Vintage au kilo : le retour de la bonne occas’

Après des mois d’inactivité pour cause de COVID- 19, la vente Vintage au kilo  était enfin de retour à Lille avec sa quatorzième édition ! On est allé y faire un tour.

Ce week-end, le Grand Playground, au 80, rue Pierre Mauroy s’est transformé pour l’occasion en un véritable trésor de la fripe, une gigantesque caverne d’Ali Baba. Depuis la dernière édition de février, du côté des chineurs, des mordus de vêtements et de bonnes occasions, on n’en pouvait plus d’attendre. Pour les organisateurs aussi, le temps a semblé long : “Quelle satisfaction de retrouver le plaisir des acheteurs !” confiait Louis Bouvier, responsable de Funny Vintage et organisateur de l’événement.

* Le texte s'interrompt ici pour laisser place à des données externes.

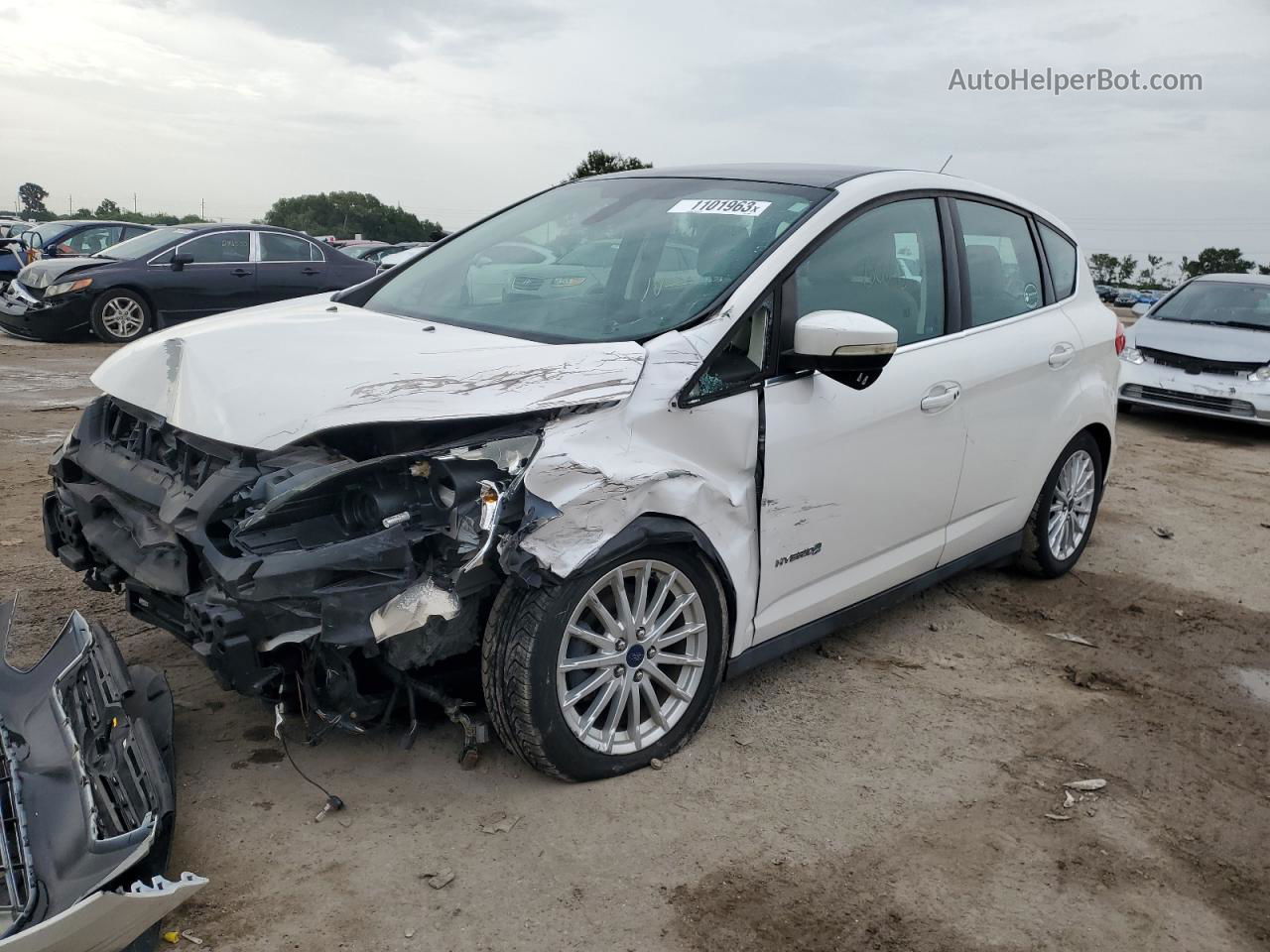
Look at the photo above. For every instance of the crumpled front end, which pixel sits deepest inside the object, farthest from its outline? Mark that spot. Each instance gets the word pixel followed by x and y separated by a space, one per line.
pixel 85 797
pixel 316 575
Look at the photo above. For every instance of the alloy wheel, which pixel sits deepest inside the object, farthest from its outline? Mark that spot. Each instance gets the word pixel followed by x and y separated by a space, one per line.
pixel 633 656
pixel 1072 506
pixel 122 316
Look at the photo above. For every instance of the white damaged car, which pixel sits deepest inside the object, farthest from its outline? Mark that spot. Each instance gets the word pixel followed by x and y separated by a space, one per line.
pixel 616 495
pixel 1203 349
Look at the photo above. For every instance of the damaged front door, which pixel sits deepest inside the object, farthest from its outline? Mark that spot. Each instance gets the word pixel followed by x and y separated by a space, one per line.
pixel 858 485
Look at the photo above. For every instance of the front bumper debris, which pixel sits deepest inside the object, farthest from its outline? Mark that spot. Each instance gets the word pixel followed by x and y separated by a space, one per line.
pixel 1203 393
pixel 85 796
pixel 23 315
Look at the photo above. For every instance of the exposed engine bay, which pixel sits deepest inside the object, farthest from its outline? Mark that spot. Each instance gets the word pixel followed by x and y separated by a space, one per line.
pixel 334 576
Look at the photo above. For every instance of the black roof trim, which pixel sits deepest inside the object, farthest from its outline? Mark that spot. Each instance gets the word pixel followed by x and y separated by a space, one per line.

Dans ce contexte particulier – la situation sanitaire actuelle-, Vintage au kilo a du adapter son accueil au public. Plusieurs mesures ont été mises en place : port du masque obligatoire, gel hydroalcoolique à disposition, respect des distanciations,  sens de circulation. La zone d’essayage, avec une table et une cabine par clients, était bien définie et désinfectée après chaque passage. Pas de faux pas, tout était fait pour rassurer les visiteurs.

20 euros le kilo …

Au programme, plusieurs milliers d’articles,  datant des années 60 au début des années 2000 : vêtements de sport, sacs à main, vêtements de cuir, chemises, tee-shirts, chaussures…,  pour tous les âges, tous les genres, tous les gouts, toutes les envies, toutes les bourses…Impossible de ne pas trouver une petite pièce qui convienne ! Comme il est d’usage à chaque édition, c’est à la caisse que les articles étaient pesés. Tarif, cette année : 20 € le kilo, et pas de quantité minimum imposée.

Vous avez laissé passer cette bonne occas’ de remplir vos placard à peu de frais ? Pas d’inquiétude. En décembre, si le contexte le permet bien sûr,  une quinzième édition serait envisagée, mais “on reste dans l’incertitude”, précise Louis Bouvier.